By David Mungoshi Shelling the Nuts
I have veered off the beaten path and chosen a more personal angle on Oliver Mtukudzi. Although I had been listening to Mtukudzi for years, seen him dance on six-inch platform shoes, and had a sizeable collection of his music in my record library at home, it was not until years later that Steve “Dhongi” Makoni introduced us at the Terreskane Hotel in Harare.
In my recollections, there is no “late Oliver Mtukudzi” because true artistes are never “late”. They cast long shadows into distant futures where their works shine like beacons. Bob Dylan was awarded the Nobel Prize for Literature on the strength of his lyrics, Tuku too can be honoured by the nation at this year’s NAMA. His lyrics, a veritable celebration of verbal complexity and attainment, deserve acknowledgement.
Commenting on soul singer, Otis Redding, Bob Altshuler had this to say:
“Blues singers used to be judged by how well they could worry a line. To worry a line is a blues singer’s unconscious habit of holding onto certain words in a song to emphasise their meaning. Otis Redding … probably never heard anything about this — but he sure can worry a line.”
Redding’s ability to worry a line is illustrated in the ageless “Pain in My Heart” and the distinctive “These Arms of Mine”. The same expertise is evident in “You Send Me”, Sam Cooke’s hit song of 1957.
Oliver Mtukudzi, too, sure could worry a line. “Seiko” (Why?) and “Gashirai” (Receive) show him at his “worrying-a-line” best, as does “Nyarara Mwanawe” (Child, be still) produced by West Nkosi. This song was an exhortation to Zimbabweans to have fortitude as independence was surely coming. Although terse and tentative in his lyrics, the intent was clear. Mtukudzi crafted his songs to avoid possible bans, a feat he shared with a number of his contemporaries, Thomas Mapfumo and Zexie Manatsa included.
Mtukudzi’s Terreskane days attracted a “Who is Who?” audience. On one occasion, Shimmer Chinodya, myself, Chirikure Chirikure and Chenjerai Hove were imbibing and listening to Mtukudzi’s “Chirimundari” from deck chairs in the Terreskane garden when suddenly, Chenjerai Hove burst out, “Varume, uyu murume unozvigonegwa uyu” (Guys, this guy’s just too good for words). It was the plain truth, like the sun up on high on a mid-afternoon Harare Saturday.
Another time, a reeling reveller made as if to shake Mtukudzi’s hand where he sat entertaining us from the makeshift stage. Unfailingly humorous as always, he sent the man packing with the words, “Kuhofisi kwenyu hatidaro” (We would not presume to be this familiar in your office). Sheepishly, the apparently inebriated man replied, “Ha-a, Tuku unogona iwe” (But why do you have to be that good, Tuku?).

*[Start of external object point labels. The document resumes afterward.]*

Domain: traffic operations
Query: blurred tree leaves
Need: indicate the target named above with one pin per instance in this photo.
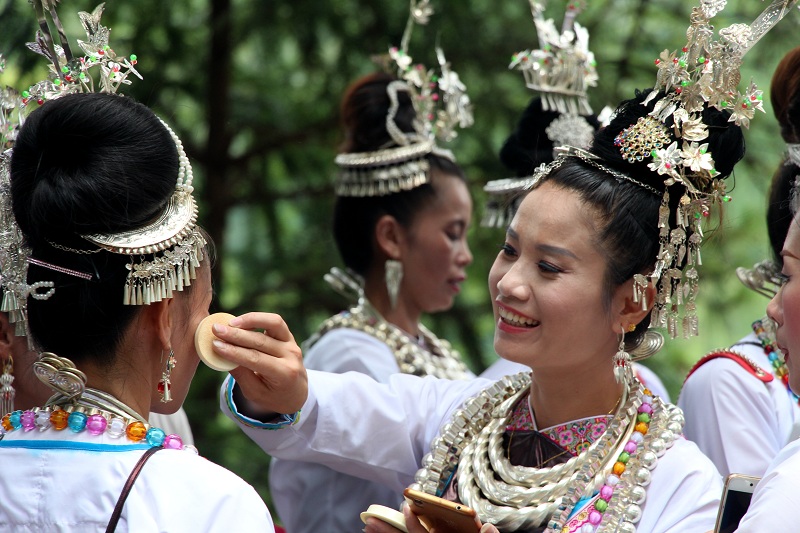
(252, 88)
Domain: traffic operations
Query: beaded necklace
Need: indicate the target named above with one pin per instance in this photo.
(611, 474)
(766, 335)
(95, 412)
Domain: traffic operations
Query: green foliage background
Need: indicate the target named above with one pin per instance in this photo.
(252, 87)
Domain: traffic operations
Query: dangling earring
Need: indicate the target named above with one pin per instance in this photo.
(7, 392)
(393, 275)
(622, 360)
(164, 384)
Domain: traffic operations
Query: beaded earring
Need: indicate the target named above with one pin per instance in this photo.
(622, 360)
(165, 383)
(7, 392)
(393, 275)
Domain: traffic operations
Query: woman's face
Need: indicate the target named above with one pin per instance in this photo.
(784, 308)
(547, 285)
(435, 252)
(188, 308)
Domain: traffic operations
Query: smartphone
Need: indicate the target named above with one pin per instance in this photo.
(736, 497)
(445, 516)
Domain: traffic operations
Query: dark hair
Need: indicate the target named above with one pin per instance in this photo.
(629, 235)
(785, 96)
(83, 164)
(528, 145)
(363, 112)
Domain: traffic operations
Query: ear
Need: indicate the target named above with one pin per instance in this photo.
(161, 321)
(630, 312)
(390, 236)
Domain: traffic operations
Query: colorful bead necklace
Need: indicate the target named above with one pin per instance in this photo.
(79, 418)
(767, 338)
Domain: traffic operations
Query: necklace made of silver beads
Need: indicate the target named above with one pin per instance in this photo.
(616, 467)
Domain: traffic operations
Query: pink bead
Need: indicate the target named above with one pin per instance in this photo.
(28, 420)
(96, 424)
(173, 442)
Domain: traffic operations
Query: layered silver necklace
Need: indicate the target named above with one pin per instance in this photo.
(517, 497)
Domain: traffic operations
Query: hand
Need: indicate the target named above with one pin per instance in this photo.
(375, 525)
(270, 374)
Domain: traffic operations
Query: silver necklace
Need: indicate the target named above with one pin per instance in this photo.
(525, 497)
(423, 355)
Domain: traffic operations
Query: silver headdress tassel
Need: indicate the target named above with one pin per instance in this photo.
(165, 253)
(561, 70)
(705, 73)
(441, 105)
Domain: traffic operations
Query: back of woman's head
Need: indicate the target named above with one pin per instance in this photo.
(529, 145)
(785, 95)
(85, 164)
(364, 109)
(629, 212)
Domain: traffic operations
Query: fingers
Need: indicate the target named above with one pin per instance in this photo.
(375, 525)
(272, 324)
(270, 374)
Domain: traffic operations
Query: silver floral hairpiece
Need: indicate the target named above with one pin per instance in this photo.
(442, 106)
(71, 74)
(563, 66)
(173, 239)
(705, 73)
(561, 69)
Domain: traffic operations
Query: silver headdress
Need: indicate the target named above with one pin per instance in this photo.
(561, 69)
(705, 73)
(165, 253)
(441, 105)
(563, 66)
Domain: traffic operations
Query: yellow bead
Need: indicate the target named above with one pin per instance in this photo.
(136, 431)
(59, 419)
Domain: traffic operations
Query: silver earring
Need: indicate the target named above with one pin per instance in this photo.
(7, 392)
(165, 384)
(394, 275)
(622, 361)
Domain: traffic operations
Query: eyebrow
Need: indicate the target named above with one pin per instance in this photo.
(547, 248)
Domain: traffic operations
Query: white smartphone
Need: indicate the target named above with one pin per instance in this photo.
(736, 497)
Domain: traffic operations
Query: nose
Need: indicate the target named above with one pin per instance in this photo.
(774, 310)
(512, 283)
(465, 256)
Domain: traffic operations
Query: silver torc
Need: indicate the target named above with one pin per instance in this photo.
(514, 497)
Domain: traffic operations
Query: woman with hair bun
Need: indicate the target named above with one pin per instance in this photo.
(604, 243)
(103, 262)
(404, 242)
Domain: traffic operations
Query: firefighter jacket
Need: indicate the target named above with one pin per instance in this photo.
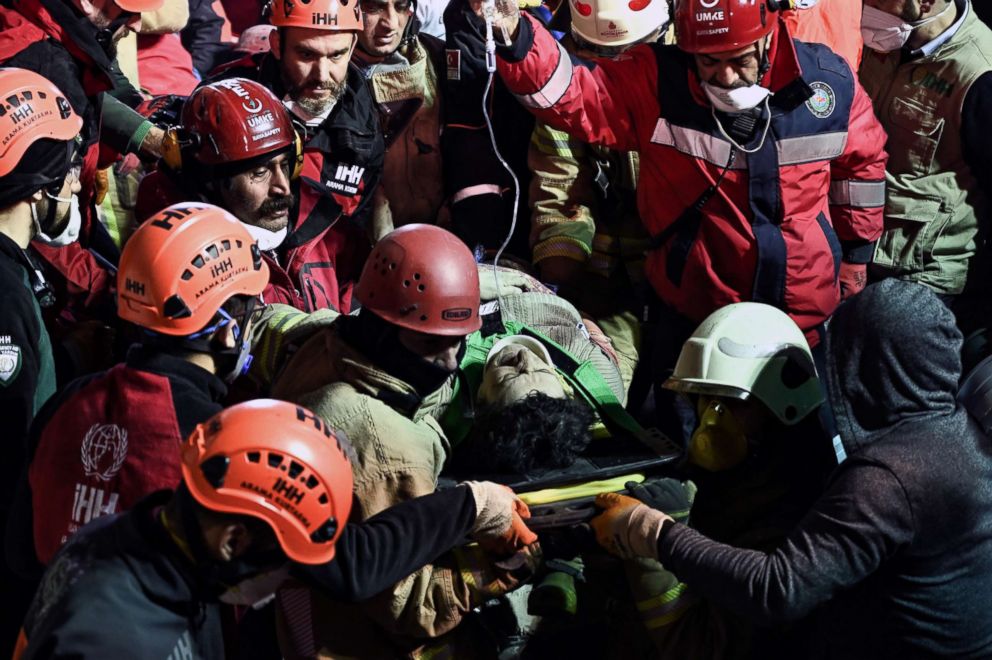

This was reminiscent of an incident in the garden at the Vito Tavern in Mbare when John Chibadura (Mr Chitungwiza) was playing. An enraptured fan stood there just shaking his head and muttering, “Joni unowanza iwe shamwari” (John, old pal, you’re just too much). In some places Chibadura would have been in mortal danger from this adoring fan. Tuku, too, would have been in danger from too entranced an admirer.
One day Tuku and the Black Spirits had a joint all-night show at the Nyamutamba Hotel in Chitungwiza with the Khiama Boys before the split between Nicholas Zakaria and Alick Macheso. Steve Makoni and I went along. It was a splendid show.
Before the break of day, we trooped into Mtukudzi’s car to return to the Terreskane and dropped Picky Kasamba off outside a popular takeaway outlet in town where he bought a packet of fresh buns and said he would be playing social soccer later in the day.
Whenever I walked in, at the Terreskane, Mtukudzi greeted me with the words, “Tatsikwa neProvince” (The province is honouring us with a visit). Coming from Gweru, as I did, I was a provincial. You had to have your wits about you to see the subtle difference. It was all said in good jest, of course.
Tuku was gregarious and empathetic. In the twilight of his life, Leonard Dembo played his guitar and sang from a sitting position. Tuku often lent his moral support by being in the audience. In 2017, Tuku cancelled a world tour to be there when Thomas Mapfumo played in the country for the first time in more than a decade. Unbeknown to the two men from Wagon Wheels, they were meeting to part again, but this time permanently.
The country is weeping, and everywhere you go Tuku music is playing — a vibrant testimony to the musical prowess and appeal of a great son of the soil.
Go well, maestro and national hero, our paths will surely meet again, somewhere along the road in eternity.
We shall then sing your songs again.